Russia Health Care and Vaccinations
The highly developed health service provides free medical treatment for all citizens. If a traveller becomes ill during a booked tour, emergency treatment is free, with small sums to be paid for medicines and hospital treatment. If a longer stay than originally planned becomes necessary because of the illness, the visitor will have to pay for all further treatment. This can be very expensive; especially if treatment requires evacuation by air, as could be the case with any mountaineering or ski-related injuries. All visitors are strongly advised to have full medical cover that includes medical evacuation.
It is advisable to take a supply of medicines that are likely to be required (check first that they may be imported legally). If possible, take a doctor’s note which indicates what ailments the various medicines are for. Private medical care can be expensive.

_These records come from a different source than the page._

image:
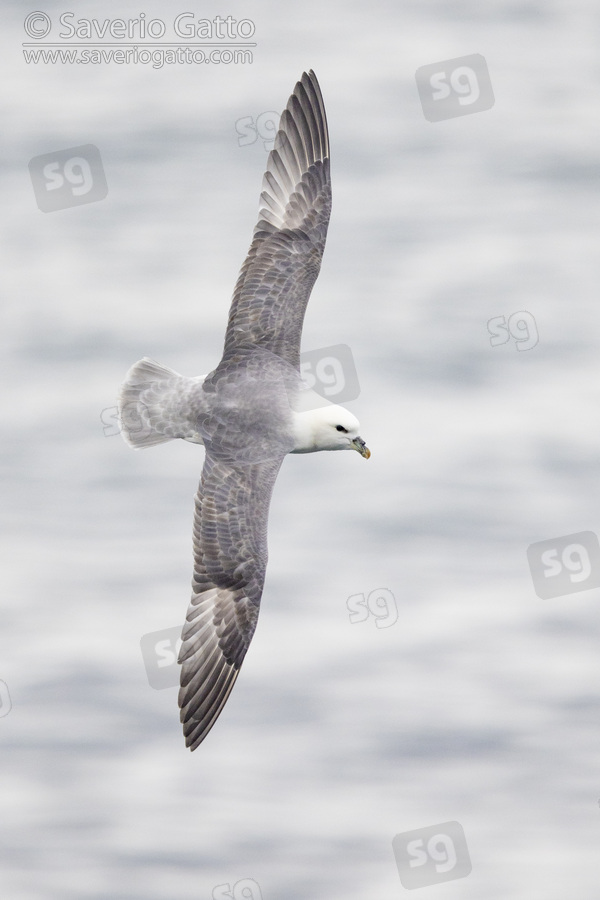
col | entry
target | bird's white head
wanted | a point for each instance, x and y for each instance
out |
(327, 428)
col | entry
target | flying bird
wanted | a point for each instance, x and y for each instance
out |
(250, 412)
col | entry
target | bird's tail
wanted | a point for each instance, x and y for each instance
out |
(154, 405)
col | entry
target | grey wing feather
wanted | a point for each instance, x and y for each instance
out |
(230, 556)
(284, 259)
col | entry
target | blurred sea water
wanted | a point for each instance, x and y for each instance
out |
(481, 703)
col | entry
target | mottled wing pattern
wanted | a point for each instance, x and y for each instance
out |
(284, 259)
(230, 556)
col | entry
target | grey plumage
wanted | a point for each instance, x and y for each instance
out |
(243, 412)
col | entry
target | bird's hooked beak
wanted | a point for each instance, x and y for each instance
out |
(359, 444)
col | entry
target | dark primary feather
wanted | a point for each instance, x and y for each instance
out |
(284, 259)
(263, 335)
(230, 555)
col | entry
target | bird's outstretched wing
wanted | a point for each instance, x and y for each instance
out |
(284, 259)
(230, 556)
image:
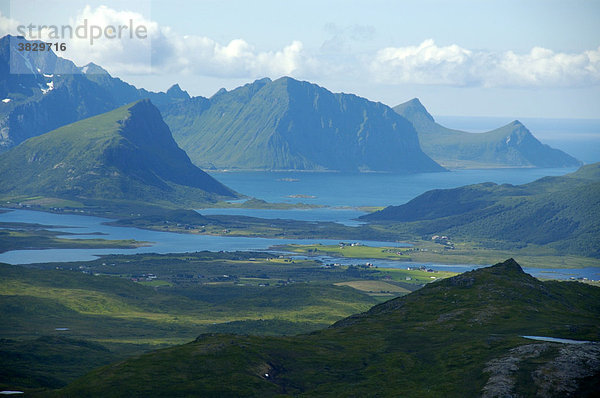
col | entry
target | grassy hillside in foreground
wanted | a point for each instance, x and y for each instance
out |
(512, 145)
(124, 155)
(455, 338)
(289, 124)
(561, 213)
(103, 316)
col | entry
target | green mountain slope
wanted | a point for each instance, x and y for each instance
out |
(125, 154)
(454, 338)
(511, 145)
(289, 124)
(41, 92)
(561, 212)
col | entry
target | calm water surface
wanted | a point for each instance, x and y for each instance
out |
(343, 192)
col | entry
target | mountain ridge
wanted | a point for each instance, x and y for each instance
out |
(125, 154)
(511, 145)
(42, 92)
(558, 212)
(289, 124)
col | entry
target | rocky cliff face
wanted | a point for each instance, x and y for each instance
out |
(126, 154)
(511, 145)
(41, 92)
(289, 124)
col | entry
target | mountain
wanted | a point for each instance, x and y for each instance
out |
(290, 124)
(459, 337)
(126, 154)
(41, 92)
(560, 212)
(511, 145)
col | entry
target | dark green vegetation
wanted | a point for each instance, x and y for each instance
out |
(289, 124)
(454, 338)
(559, 213)
(175, 298)
(18, 236)
(511, 145)
(126, 154)
(50, 92)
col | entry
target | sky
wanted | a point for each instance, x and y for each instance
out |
(507, 58)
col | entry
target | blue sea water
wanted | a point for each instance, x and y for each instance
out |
(365, 189)
(342, 192)
(578, 137)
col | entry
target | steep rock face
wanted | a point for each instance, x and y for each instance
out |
(127, 153)
(41, 92)
(289, 124)
(511, 145)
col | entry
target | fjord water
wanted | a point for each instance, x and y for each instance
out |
(577, 137)
(343, 192)
(366, 189)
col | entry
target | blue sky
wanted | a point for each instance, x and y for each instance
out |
(473, 58)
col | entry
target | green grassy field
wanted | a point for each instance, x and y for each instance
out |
(437, 341)
(18, 236)
(98, 314)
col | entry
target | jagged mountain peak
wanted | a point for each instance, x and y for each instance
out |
(126, 154)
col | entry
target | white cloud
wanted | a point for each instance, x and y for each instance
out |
(164, 51)
(453, 65)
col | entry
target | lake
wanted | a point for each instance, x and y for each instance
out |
(341, 191)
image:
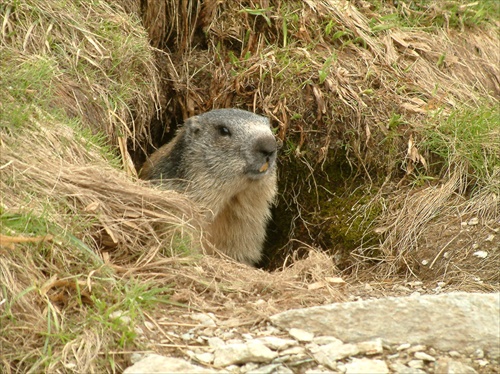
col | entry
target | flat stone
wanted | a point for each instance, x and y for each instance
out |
(322, 340)
(400, 368)
(450, 366)
(424, 356)
(453, 321)
(416, 364)
(371, 347)
(328, 354)
(276, 343)
(366, 366)
(154, 363)
(301, 335)
(242, 353)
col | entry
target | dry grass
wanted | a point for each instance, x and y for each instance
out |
(81, 237)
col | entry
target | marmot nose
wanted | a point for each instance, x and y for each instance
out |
(266, 147)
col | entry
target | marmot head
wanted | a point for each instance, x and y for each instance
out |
(231, 143)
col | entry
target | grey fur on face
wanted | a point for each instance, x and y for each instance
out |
(225, 160)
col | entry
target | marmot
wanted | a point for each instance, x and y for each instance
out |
(225, 160)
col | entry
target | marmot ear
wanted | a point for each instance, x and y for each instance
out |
(192, 126)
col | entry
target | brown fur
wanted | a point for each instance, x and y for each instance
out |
(224, 173)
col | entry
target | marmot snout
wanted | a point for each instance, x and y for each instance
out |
(225, 160)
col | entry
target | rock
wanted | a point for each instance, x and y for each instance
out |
(243, 353)
(154, 363)
(371, 347)
(276, 343)
(301, 335)
(204, 358)
(449, 366)
(322, 340)
(451, 321)
(365, 365)
(215, 342)
(424, 356)
(267, 369)
(399, 368)
(403, 346)
(328, 354)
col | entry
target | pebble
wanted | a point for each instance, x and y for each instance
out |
(417, 348)
(243, 353)
(403, 346)
(276, 343)
(264, 349)
(416, 364)
(400, 368)
(424, 356)
(371, 347)
(322, 340)
(473, 221)
(366, 366)
(450, 366)
(301, 335)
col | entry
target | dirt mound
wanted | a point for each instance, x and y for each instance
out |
(388, 116)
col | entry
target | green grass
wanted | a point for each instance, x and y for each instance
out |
(431, 15)
(468, 135)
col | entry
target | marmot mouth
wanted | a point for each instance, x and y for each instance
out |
(257, 173)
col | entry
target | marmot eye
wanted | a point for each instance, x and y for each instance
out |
(224, 131)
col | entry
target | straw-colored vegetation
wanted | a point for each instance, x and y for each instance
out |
(390, 127)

A negative HIV-test is required from travellers who stay longer than three months.
Food and Drink
In general, Russia does not pose any serious health risks when it comes to food. Use common sense and caution when deciding what might be safe to eat. Tap water is drinkable, although those with sensitive stomachs may want to stick to bottled water. Milk is pasteurised and dairy products are safe for consumption. Be wary of eating smoked fish from street vendors around Lake Baikal. Some travellers have reported cases of food poisoning.
Vaccinations are sometimes recommended for Japanese B encephalitis, meningococcal meningitis and tick-borne encephalitis.